The students who participated in this study overwhelmingly were in favour of study strategies and skills to be taught at all the levels of high school; however, it is in this educator’s opinion, that it is rarely included in the curriculum of any subject at any level. School administrators and teachers endorse the development and promotion of self-regulation and metacognitive skills yet rarely seem to provide concrete learning units in which to apply them. Online learning environments may just be the area in which these skills may be developed because of their ability to record and store data over large periods of time so that they can be accessed and used as artifacts of reflection and development of skills over time.

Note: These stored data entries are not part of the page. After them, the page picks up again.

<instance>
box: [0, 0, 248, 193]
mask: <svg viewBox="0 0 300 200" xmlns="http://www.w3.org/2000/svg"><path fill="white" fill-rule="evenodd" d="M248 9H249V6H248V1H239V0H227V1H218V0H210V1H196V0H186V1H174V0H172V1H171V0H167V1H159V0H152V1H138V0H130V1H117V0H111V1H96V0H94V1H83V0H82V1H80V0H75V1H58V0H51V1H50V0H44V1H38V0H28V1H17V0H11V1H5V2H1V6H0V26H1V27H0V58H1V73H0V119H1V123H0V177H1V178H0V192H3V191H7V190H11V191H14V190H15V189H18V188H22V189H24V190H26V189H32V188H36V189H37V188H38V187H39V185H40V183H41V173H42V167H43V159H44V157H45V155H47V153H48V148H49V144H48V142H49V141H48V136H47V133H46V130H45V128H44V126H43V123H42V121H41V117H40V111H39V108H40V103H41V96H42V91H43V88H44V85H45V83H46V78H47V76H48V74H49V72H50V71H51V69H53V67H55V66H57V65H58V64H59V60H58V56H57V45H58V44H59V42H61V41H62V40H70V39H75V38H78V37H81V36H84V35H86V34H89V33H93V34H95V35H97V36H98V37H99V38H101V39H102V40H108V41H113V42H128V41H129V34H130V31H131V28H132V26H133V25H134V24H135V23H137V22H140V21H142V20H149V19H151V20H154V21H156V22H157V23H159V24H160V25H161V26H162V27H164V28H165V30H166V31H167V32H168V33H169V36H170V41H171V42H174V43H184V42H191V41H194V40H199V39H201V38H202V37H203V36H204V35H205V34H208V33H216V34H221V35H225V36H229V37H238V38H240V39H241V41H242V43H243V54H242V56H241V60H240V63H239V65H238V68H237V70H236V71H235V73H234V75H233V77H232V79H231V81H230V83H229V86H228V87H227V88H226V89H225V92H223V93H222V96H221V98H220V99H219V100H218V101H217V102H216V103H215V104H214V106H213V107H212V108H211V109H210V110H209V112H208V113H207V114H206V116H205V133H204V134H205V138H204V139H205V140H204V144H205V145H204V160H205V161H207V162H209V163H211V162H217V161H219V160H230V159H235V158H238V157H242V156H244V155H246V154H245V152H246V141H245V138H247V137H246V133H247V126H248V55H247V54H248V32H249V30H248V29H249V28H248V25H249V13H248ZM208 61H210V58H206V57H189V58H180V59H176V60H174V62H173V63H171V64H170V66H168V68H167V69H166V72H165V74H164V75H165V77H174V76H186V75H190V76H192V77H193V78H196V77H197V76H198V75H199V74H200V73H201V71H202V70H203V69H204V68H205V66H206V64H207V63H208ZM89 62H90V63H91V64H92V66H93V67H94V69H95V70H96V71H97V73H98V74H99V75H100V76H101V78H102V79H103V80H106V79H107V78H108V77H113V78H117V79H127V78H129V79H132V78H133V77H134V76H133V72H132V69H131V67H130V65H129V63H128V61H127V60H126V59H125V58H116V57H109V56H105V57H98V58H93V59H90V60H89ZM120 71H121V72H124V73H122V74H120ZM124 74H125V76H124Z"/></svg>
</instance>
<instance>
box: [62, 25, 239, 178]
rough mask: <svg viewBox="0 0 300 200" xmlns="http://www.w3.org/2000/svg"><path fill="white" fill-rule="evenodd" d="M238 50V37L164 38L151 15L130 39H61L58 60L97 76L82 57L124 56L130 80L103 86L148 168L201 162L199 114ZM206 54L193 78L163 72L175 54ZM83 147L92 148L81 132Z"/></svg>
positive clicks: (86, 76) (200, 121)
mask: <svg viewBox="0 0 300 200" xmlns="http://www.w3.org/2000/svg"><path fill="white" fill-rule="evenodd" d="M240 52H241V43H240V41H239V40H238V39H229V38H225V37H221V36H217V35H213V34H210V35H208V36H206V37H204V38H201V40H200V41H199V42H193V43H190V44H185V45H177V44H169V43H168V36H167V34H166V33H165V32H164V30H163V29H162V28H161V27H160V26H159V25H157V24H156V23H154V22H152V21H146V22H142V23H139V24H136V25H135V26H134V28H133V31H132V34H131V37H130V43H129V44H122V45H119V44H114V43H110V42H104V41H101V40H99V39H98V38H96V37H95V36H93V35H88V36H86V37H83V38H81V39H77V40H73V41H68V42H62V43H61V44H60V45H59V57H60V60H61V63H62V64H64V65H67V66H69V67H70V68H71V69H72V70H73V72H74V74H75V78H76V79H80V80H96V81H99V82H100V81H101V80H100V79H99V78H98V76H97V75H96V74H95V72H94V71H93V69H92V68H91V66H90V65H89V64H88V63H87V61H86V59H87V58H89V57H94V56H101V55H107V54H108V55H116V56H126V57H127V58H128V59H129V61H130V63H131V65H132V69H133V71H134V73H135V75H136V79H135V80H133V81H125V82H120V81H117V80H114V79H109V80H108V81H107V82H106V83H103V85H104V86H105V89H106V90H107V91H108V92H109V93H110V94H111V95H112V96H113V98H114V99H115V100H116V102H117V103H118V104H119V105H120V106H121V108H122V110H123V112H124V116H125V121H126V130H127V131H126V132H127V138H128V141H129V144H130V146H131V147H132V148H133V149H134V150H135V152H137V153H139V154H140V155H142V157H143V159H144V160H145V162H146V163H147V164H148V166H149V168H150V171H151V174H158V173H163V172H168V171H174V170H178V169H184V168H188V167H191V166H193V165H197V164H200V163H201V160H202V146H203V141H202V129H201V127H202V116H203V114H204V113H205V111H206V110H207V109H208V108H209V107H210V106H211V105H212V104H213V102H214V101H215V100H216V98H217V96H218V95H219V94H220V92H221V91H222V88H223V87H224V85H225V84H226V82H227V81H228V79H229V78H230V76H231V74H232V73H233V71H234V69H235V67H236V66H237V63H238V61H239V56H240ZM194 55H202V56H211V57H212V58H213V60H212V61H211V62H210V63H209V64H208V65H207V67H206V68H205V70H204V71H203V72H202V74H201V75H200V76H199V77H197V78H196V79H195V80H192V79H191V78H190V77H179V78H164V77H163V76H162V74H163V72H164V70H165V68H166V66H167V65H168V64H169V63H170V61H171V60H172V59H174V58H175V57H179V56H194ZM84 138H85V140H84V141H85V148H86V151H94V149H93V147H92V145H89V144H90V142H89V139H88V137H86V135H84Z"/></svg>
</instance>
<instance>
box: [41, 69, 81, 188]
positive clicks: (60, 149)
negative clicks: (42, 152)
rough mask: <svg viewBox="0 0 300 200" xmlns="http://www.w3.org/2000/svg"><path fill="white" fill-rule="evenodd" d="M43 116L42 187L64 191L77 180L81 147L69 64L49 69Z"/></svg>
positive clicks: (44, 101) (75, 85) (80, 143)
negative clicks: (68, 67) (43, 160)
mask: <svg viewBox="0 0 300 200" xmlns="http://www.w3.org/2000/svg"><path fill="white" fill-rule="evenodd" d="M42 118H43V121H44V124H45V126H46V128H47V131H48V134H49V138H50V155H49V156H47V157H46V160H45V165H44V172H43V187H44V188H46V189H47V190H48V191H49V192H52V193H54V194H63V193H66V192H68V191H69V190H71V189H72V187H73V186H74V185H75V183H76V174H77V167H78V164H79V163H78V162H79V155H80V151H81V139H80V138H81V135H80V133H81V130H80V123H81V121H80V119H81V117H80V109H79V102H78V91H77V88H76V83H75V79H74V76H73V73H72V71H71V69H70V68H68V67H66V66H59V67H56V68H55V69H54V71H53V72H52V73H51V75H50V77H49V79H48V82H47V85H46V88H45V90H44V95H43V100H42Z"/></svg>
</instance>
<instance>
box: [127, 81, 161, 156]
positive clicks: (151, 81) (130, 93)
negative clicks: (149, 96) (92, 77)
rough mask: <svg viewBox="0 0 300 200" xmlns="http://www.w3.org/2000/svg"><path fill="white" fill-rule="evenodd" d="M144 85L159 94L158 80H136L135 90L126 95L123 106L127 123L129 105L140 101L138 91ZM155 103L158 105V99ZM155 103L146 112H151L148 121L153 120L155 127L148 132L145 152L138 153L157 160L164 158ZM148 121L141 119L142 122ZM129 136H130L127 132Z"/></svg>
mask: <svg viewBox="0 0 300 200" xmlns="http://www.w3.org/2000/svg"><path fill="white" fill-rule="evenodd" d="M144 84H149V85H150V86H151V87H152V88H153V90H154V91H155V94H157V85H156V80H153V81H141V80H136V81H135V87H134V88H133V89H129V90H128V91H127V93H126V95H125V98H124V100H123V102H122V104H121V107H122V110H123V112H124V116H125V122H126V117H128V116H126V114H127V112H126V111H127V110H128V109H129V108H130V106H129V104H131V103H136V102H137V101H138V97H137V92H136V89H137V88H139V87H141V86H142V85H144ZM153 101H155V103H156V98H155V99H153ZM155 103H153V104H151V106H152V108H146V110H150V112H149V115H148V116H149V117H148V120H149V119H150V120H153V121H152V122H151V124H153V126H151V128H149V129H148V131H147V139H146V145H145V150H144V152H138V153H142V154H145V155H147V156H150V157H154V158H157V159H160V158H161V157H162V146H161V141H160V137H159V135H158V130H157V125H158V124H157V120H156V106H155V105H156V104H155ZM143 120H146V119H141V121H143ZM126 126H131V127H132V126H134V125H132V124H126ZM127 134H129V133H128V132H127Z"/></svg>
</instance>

As mentioned earlier, it was disappointing, yet understandable, that the students who had been diagnosed with the most profound learning difficulties were the ones who participated least in the study and were willing to forfeit any marks associated with the unit of study. For teachers who want to use online learning environments, this presents a challenge. With the capacity of broadband and storage growing so quickly, greater use of other multimedia tools, such as flash-based screencast tutorials, video and audio files, will be permitted, which will bring added effectiveness to multiple learning approaches in online course work. The design of online learning environments which can address differentiated learning styles, including those students who do not express themselves well in written form, also requires further research and study.

Works Cited:


Hewitt, J. (2001). From a Focus on task to a Focus on Understanding: The Cultural Transformation of a Toronto Classroom. In T. Koschmann, R. Hall & N. Miyake (Eds.). CSCL 2: Carrying Forward the Conversation. Mahwah, NJ: Lawrence Erlbaum Associates, 11-41.
Kirschner, P.A., Martens, R. & Strijbos, J.W. (2004). CSCL in Higher Education? In J.W. Strijbos, P.A. Kirschner, P.A. & R. Martens (Eds.). What We Know About CSCL: And Implementing it in Higher Education. Norwell MA: Kluwer. 3-30.


Kreijns, K. & Kirschner, P.A. (2004). Designing Sociable CSCL Environments. In J.W. Strijbos, P.A. Kirschner, P.A. & R. Martens (Eds.). What We Know About CSCL: And Implementing it in Higher Education. Norwell MA: Kluwer, 221-243.

Salmon, G. E-Moderating, the Key to Teaching and Learning Online. London: Kogan Page, 2000.